Immagini da Escher [London premiere]
Maja [UK premiere]
Piano Concerto No.2 in B flat, Op.83
Symphony No.8 in C minor, Op.65
Valentina Coladonato (soprano)
Members of the Philharmonia OrchestraWen-Pin Chien [Fedele]
Arcadi Volodos (piano)
Reviewed by: Douglas Cooksey
Reviewed: 9 February, 2012
Venue: Southbank Centre, London – Royal Festival Hall
Introduced by artistic director Unsuk Chin, Music of Today offered a welcome opportunity to hear two works by Italian Ivan Fedele (born 1953), who has composed more than 100 works. Immagini da Escher (scored for violin, cello, flute, clarinet, percussion and piano) takes as its point of departure Escher’s obsessive use of geometrical forms, echoed in music in which repeated rhythmic patterns predict a resolution which is not forthcoming. In his introductory comments the composer focused on the processes of composition – whereas the piano can play only in tones and semitones, the other instruments can manage microtones. He mentioned Mobius’s Ring in the context of the circulatory nature of things, posing the question ‘Who asks, who answers’, pointing out that whereas at first we know the answer, later the instruments create a continuous chain and the answer becomes indistinct. This often-fragmentary music proved memorable, stillness or near-inaudibility and sudden burst of activity frequently juxtaposed to good effect.
Far less immediately engaging – despite Unsuk Chin’s extravagant claims for the work – was the similarly scored Maja, a song-cycle based on Giuliano Corti’s poem about the mythological nymph, the eldest and most beautiful of the Pleiades. The ensemble was joined by Valentina Coladonato (whose mentors include Regina Resnik and Renata Scotto). Burdened with a heavily symbolic text – “Ripe figs hang from the branch shaken by desire I long for the dark skin that splits open” – this is at once sensuous and unremittingly complex, often resorting to a form of sprechtstimme and music whose niceties were elusive. The performances of this demanding music were exemplary.
The evening’s main business comprised two works either of which would normally occupy pole position in any concert, Brahms at his grandest followed by what is arguably Shostakovich’s bleakest and most harrowing symphony. They made very odd bedfellows.
Arcadi Volodos appears all too rarely in the UK. However, despite the most solicitous of accompaniments, this account of the Brahms was distinctly uneven. Expansive though the concerto may be, Volodos was pliant to a point where the music frequently ground to a near halt, especially in the opening movement where strength and rigour were in short supply. In compensation there were moments of real magic such as when the finest brush of piano-sound leads to the recapitulation with the horn stealing in as if from afar.
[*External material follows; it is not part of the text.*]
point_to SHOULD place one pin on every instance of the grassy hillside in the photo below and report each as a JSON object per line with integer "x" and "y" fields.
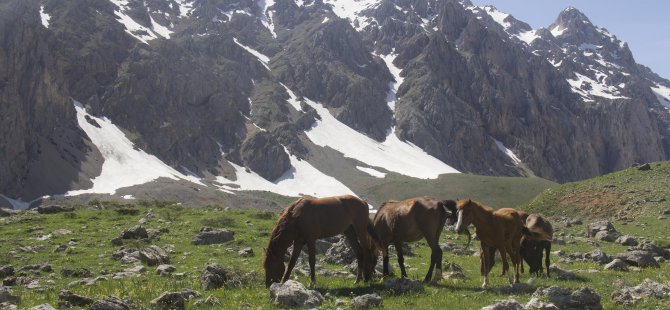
{"x": 91, "y": 228}
{"x": 623, "y": 194}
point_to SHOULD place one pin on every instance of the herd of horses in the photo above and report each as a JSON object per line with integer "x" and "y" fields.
{"x": 512, "y": 233}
After an uneven scherzo, which suddenly lunged forward at the sempre agitato, the slow movement was better by far – Timothy Walden’s fine cello solo rightly embedded in the orchestral texture and with much exploratory poetry from the pianist. The playful finale, its grazioso marking much in evidence, brought a welcome touch of whimsy. However, despite Volodos’s evident affection and pleasure in his interplay with the orchestra, one seldom felt that this is a work whose world he inhabits naturally. As an encore, Sokhiev played Schubert’s Minuet in C sharp minor, D600.
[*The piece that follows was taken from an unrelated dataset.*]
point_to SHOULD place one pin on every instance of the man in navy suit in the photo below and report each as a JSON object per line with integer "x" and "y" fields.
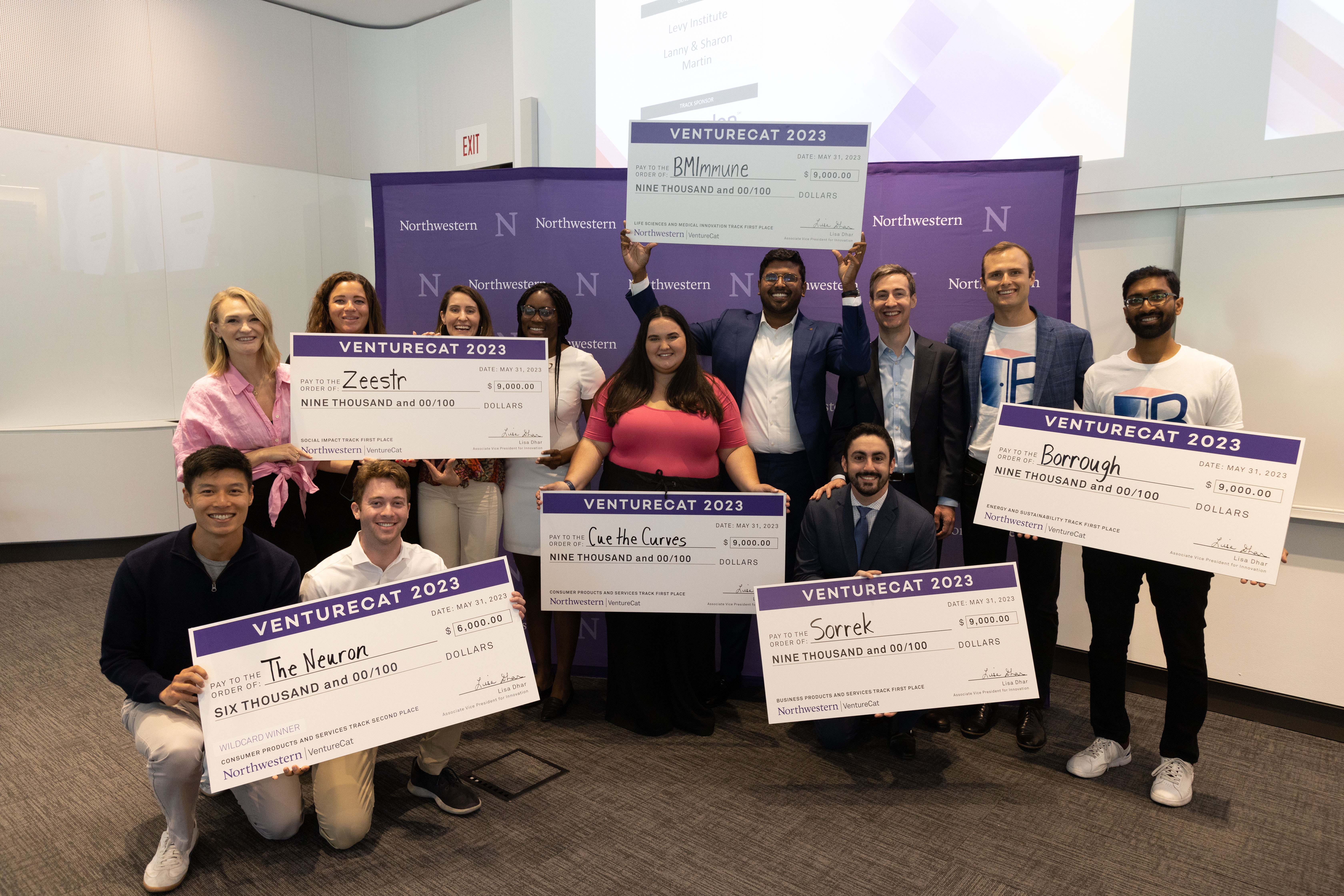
{"x": 867, "y": 528}
{"x": 775, "y": 363}
{"x": 1021, "y": 357}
No such comment could be levelled at Tugan Sokhiev and the Philharmonia Orchestra in Shostakovich’s Eighth Symphony, memorably given in this same hall in 1960 by its dedicatee Evgeny Mravinsky and the Leningrad Philharmonic. In the controversial book Testimony, Shostakovich is quoted as saying “The War brought much new sorrow and much new destruction, but I haven’t forgotten the terrible pre-war years. This is what my symphonies beginning with the Fourth are about, including the Seventh and Eighth.”
This was superbly played and paced with the Philharmonia’s strings at their most resplendent in the long sostenuto lines, the huge climaxes emerging unforced but with a granitic force. Sokhiev’s refusal to overplay his hand and avoidance of agogic distortion paid particular dividends and there were many outstanding individual contributions, most notably Jill Crowther’s extended cor anglais threnody in the backwash to the first movement’s gigantic climax and the first horn, Katy Woolley’s subtle presence in the Largo.
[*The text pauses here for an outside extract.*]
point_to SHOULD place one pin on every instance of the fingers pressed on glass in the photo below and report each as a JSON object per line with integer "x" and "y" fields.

The symphony poses a particular structural problem; after the gigantic opening movement, the rambunctious Allegretto (a picture of unstoppable military might) and the toccata-like third movement, the final two movements are on an altogether lower level of intensity and can seem something of an anticlimax. Has it all gone on ten minutes too long, a thought Sokhiev did his best to banish but which still lingered? Even in a performance as good as this, the final movement – all passion spent – seemed like a very long goodbye.